Neue Strategie soll Nato auch gegen nicht-militärische Gefahren wappnen
Ein Szenario, das, so Baerbock bei einem Besuch in Vilnius im März, nach den russischen Kriegsverbrechen nicht mehr akzeptabel sei. Baerbock wird mit ihren Forderungen keineswegs allein dastehen. Dennoch soll der kommende Nato-Gipfel sich inhaltlich nicht ausschließlich um die Lage in der Ukraine, respektive an der Nato-Ostflanke, drehen. Stattdessen soll das neue strategische Gesamtkonzept der Nato vorgestellt werden. Neben rein militärischer Abschreckung soll es dabei auch um Lieferkettengefährdungen, Cyber-Angriffe, den Klimawandel sowie disruptive Technologien gehen – ein Gesamtpaket in Sachen Abschreckung also. Das bestätigte jüngst auch David van Weel bei einer Veranstaltung des US-Verteidigungsportals "Defense One".
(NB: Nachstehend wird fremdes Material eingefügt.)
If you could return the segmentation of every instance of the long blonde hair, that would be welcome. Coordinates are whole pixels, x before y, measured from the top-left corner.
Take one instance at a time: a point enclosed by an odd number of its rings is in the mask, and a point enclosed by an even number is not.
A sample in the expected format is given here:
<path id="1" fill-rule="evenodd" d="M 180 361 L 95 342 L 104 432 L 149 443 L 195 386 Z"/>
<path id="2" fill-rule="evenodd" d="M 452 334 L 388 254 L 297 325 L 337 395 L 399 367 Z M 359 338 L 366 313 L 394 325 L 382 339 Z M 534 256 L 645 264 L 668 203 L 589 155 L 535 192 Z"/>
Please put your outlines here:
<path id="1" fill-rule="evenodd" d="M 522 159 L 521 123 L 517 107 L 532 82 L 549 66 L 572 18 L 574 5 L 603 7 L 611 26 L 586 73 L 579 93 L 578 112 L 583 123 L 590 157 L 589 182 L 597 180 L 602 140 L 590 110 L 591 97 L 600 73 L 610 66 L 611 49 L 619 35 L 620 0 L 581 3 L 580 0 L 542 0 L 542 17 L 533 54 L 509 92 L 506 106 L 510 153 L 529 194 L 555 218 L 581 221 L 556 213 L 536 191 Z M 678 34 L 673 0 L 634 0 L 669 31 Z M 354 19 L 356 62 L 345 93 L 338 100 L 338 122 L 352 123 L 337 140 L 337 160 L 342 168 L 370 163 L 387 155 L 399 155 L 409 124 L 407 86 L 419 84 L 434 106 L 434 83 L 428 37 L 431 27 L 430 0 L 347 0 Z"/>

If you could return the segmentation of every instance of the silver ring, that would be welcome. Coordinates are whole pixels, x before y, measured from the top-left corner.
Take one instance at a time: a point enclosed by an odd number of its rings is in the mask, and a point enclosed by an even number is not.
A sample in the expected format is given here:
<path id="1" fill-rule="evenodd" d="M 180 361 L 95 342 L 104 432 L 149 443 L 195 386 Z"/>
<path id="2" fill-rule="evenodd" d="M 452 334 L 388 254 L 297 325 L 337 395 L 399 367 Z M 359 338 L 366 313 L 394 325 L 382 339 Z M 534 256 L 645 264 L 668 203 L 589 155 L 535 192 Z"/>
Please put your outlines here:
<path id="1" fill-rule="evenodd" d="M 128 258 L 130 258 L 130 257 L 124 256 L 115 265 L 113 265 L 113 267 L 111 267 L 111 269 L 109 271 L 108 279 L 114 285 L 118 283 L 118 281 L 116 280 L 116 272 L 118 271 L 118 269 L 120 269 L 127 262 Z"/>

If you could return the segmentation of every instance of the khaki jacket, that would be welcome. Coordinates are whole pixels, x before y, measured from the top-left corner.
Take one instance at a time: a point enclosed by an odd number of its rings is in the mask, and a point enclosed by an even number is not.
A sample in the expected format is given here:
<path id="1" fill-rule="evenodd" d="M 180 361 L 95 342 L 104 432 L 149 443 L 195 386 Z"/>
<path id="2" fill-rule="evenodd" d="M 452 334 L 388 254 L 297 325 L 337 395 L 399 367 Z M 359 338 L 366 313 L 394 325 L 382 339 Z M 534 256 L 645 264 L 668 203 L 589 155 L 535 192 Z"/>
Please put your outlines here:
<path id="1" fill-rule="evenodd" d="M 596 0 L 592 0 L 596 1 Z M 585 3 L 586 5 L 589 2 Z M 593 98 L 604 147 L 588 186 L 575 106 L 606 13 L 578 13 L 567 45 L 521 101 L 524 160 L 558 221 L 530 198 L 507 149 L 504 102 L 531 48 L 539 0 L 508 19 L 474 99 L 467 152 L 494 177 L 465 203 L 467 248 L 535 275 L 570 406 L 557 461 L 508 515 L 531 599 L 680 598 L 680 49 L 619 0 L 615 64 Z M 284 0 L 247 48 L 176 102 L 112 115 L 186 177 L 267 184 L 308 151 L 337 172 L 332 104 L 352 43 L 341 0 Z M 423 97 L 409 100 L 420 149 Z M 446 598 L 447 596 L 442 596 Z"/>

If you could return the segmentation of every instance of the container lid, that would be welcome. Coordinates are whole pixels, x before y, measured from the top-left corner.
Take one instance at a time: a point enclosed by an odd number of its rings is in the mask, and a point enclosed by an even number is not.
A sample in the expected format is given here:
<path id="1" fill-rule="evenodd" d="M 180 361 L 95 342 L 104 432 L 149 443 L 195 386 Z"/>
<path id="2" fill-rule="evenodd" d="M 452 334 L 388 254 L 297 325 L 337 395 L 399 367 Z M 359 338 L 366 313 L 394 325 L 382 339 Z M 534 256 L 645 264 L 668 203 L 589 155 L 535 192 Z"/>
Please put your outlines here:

"Das strategische Konzept muss für das nächste Jahrzehnt überlebensfähig sein", so der stellvertretende Nato-Generalsekretär für neu entstehende Sicherheitsherausforderungen. Van Weel weiter: "Es muss also weit über die aktuelle Krise in der Ukraine hinausgehen. Es befasst sich mit den Auswirkungen des Klimawandels, der Innovation, des Einsatzes hybrider Kriegsführung und des Cyberkriegs auf unsere Sicherheit. Aber auch mit der Resilienz. Wie widerstandsfähig sind unsere westlichen Gesellschaften gegenüber dieser Art von Angriffen und wie können wir dagegen vorgehen?" Seit der Veröffentlichung des letzten strategischen Konzepts der NATO im Jahr 2010 habe sich viel verändert. Bereits vor der russischen Invasion habe der Aufstieg Chinas – und die Dominanz der Volksrepublik im Bereich neuer Technologien – die Nato zunehmend beunruhigt. Das neue strategische Konzept, so van Weel, solle der Tatsache Rechnung tragen, dass künftige Bedrohungen für die Nato und ihre Mitglieder nicht nur militärischer Natur sein werden.